De voorlopige hechtenis van EP-leden Eva Kaili en Marc Tarabella, die ervan worden beschuldigd betrokken te zijn bij het geld-voor-gunst-programma dat het Europees Parlement heeft overspoeld, is vrijdag door de Belgische autoriteiten verlengd.
Het Griekse EP-lid Kaili, die begin december werd gearresteerd en gevangengezet, heeft haar detentie met twee maanden laten verlengen, zo maakte het federaal parket vrijdag bekend. Haar Belgische evenknie zal over een maand opnieuw voor rechters verschijnen.
Beiden zijn beschuldigd van deelname aan een criminele organisatie, corruptie en het witwassen van geld als onderdeel van een onderzoek naar de illegale lobby die Qatar en Marokko zouden hebben gepleegd om de besluitvorming in de EU te beïnvloeden.
Beide landen hebben de claims heftig ontkend.
Tarabella’s advocaat, Maxim Töller, herhaalde in een verklaring dat zijn cliënt “een onschuldige man” is en hekelde zijn aanhoudende detentie als “moeilijk te accepteren”.

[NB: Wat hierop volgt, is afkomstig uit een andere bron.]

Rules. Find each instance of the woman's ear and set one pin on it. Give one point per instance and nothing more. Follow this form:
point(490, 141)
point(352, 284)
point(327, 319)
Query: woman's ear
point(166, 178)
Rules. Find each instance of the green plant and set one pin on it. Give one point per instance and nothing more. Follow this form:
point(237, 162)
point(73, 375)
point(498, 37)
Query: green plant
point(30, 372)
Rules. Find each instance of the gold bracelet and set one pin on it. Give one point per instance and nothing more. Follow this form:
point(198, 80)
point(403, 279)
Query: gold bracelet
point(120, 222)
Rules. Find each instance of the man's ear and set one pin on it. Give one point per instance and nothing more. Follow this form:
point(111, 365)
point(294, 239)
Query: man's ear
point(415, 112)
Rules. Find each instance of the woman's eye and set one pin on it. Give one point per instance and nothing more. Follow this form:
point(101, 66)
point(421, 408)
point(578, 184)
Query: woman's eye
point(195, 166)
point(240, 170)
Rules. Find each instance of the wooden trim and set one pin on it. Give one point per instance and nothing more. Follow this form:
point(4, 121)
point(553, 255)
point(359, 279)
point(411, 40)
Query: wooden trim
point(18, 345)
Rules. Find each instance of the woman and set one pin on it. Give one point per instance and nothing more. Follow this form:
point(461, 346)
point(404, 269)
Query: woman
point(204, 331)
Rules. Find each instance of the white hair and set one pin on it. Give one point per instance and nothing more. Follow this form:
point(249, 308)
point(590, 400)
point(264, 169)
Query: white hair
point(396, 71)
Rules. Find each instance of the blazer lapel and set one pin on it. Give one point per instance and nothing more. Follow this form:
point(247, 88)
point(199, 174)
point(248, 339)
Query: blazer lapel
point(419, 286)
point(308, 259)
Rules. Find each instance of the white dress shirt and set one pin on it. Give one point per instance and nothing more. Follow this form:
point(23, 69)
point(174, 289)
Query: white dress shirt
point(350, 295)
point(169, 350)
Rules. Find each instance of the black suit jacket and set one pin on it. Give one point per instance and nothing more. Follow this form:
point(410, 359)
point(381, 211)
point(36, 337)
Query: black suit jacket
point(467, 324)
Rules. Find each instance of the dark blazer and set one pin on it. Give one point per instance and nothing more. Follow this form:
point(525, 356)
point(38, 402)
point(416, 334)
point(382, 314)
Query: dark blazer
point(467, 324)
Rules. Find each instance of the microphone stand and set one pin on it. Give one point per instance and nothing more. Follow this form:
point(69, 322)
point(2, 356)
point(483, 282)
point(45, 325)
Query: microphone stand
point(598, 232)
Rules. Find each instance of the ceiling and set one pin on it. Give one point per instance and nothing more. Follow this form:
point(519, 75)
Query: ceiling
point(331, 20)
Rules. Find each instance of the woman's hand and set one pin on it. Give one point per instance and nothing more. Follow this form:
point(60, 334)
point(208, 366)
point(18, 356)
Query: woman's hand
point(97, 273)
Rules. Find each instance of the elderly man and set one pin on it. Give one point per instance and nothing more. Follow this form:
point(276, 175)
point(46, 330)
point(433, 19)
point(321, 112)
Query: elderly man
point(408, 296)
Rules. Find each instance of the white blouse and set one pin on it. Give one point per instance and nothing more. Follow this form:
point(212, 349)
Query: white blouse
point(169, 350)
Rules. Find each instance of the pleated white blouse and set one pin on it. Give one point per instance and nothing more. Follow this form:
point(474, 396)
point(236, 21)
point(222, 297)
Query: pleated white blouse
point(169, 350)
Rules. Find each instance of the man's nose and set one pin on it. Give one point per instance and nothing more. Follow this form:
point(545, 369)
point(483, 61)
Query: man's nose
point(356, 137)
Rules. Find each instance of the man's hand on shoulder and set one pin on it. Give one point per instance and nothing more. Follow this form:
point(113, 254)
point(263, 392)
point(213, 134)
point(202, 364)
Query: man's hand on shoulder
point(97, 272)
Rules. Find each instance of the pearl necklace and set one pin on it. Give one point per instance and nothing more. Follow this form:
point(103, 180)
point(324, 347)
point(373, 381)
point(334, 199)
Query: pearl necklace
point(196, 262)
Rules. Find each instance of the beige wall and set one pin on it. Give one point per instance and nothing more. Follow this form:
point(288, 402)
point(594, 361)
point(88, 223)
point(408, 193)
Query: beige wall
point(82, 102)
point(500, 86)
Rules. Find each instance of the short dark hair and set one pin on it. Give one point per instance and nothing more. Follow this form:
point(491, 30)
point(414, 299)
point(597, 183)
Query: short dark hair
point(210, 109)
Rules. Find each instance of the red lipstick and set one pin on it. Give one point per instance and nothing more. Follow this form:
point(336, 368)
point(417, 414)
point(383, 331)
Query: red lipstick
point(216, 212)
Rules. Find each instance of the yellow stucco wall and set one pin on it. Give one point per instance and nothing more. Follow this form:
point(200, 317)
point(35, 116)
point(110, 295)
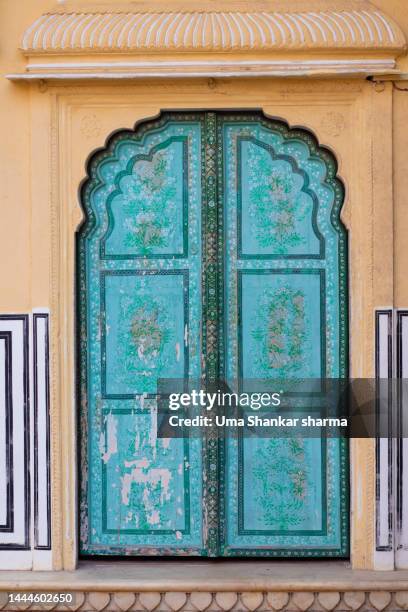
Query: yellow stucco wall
point(24, 271)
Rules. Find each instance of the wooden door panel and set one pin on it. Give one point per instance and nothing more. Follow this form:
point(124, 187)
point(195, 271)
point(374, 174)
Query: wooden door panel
point(265, 298)
point(140, 313)
point(285, 318)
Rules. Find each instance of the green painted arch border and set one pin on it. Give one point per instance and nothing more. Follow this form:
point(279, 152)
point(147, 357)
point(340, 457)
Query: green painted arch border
point(213, 223)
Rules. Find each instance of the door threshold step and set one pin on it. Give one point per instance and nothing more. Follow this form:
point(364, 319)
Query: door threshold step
point(213, 586)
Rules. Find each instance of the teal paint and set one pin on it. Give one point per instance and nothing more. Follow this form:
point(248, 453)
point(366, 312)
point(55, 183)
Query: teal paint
point(212, 247)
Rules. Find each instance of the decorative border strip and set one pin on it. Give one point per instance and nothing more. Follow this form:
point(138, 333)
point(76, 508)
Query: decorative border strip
point(402, 444)
point(17, 329)
point(7, 471)
point(41, 383)
point(384, 446)
point(251, 601)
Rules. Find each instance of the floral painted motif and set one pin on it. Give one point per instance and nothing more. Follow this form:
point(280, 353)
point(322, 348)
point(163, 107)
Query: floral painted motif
point(151, 206)
point(281, 490)
point(146, 333)
point(280, 329)
point(276, 205)
point(145, 322)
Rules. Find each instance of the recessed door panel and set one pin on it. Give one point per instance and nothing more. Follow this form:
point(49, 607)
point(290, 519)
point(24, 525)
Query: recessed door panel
point(285, 313)
point(140, 313)
point(212, 249)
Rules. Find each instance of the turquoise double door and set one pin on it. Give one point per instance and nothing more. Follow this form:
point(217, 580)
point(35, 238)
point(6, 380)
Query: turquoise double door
point(212, 248)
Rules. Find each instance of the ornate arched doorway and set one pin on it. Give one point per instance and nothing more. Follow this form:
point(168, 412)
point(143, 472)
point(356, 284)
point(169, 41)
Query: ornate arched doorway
point(212, 247)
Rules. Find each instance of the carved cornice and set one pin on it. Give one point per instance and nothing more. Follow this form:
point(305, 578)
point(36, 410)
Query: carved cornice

Hij verwelkomde echter “als goed nieuws” de beslissing om hem over te plaatsen “naar een gevangenis dichter bij zijn familie”.

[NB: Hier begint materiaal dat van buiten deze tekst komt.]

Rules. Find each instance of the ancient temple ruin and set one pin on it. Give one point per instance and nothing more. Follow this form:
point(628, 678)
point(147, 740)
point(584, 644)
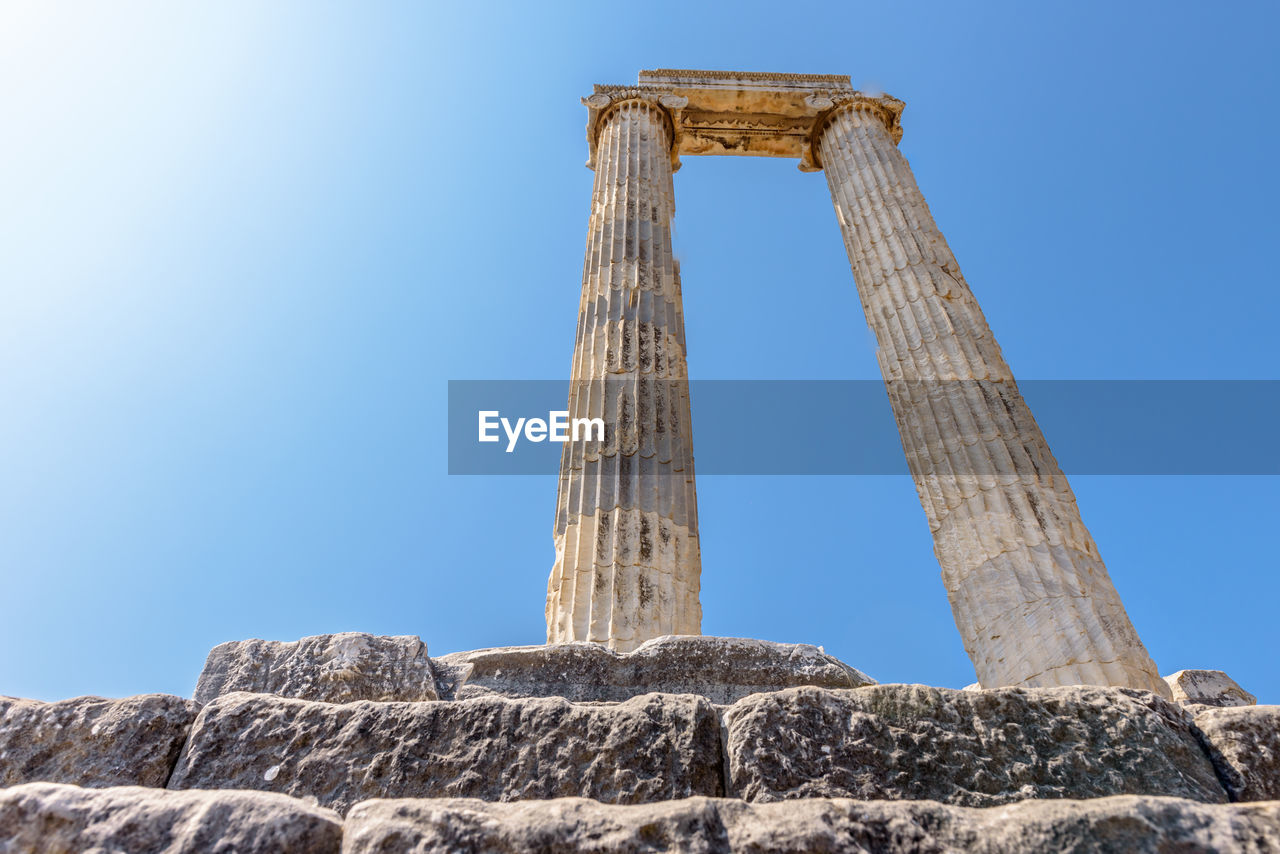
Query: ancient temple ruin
point(1028, 589)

Er was geen woord over Tarabelle’a pogingen om de onderzoeksrechter, Michel Claise, uit de zaak te halen wegens vermeende vooringenomenheid.
Drie andere mensen zijn aangeklaagd als onderdeel van het onderzoek.
Dit zijn onder meer Francesco Giorgi, Kaili’s levenspartner en voormalig parlementair medewerker, die vorige week werd vrijgelaten maar onder elektronisch toezicht werd geplaatst; NGO-directeur Niccolò Figà-Talamanca die vorige maand zonder voorwaarden werd vrijgelaten; en voormalig Europarlementariër Pier Antonio Panzeri.
Panzeri, de voormalige baas van Giorgi en voormalig voorzitter van de parlementaire delegatie voor de betrekkingen met de Maghreb-landen en de subcommissie mensenrechten, heeft erkend een van de leiders van het criminele netwerk te zijn en sloot een deal met de Belgische autoriteiten, maar blijft in de gevangenis.
Het Italiaanse EP-lid Andrea Cozzolino, voor wie Giorgi ook werkte en na Panzeri ook voorzitter was van de delegatie voor de betrekkingen met de Maghreb-landen, wordt intussen gezocht door de Belgische autoriteiten, maar vecht de uitlevering vanuit zijn geboorteland aan.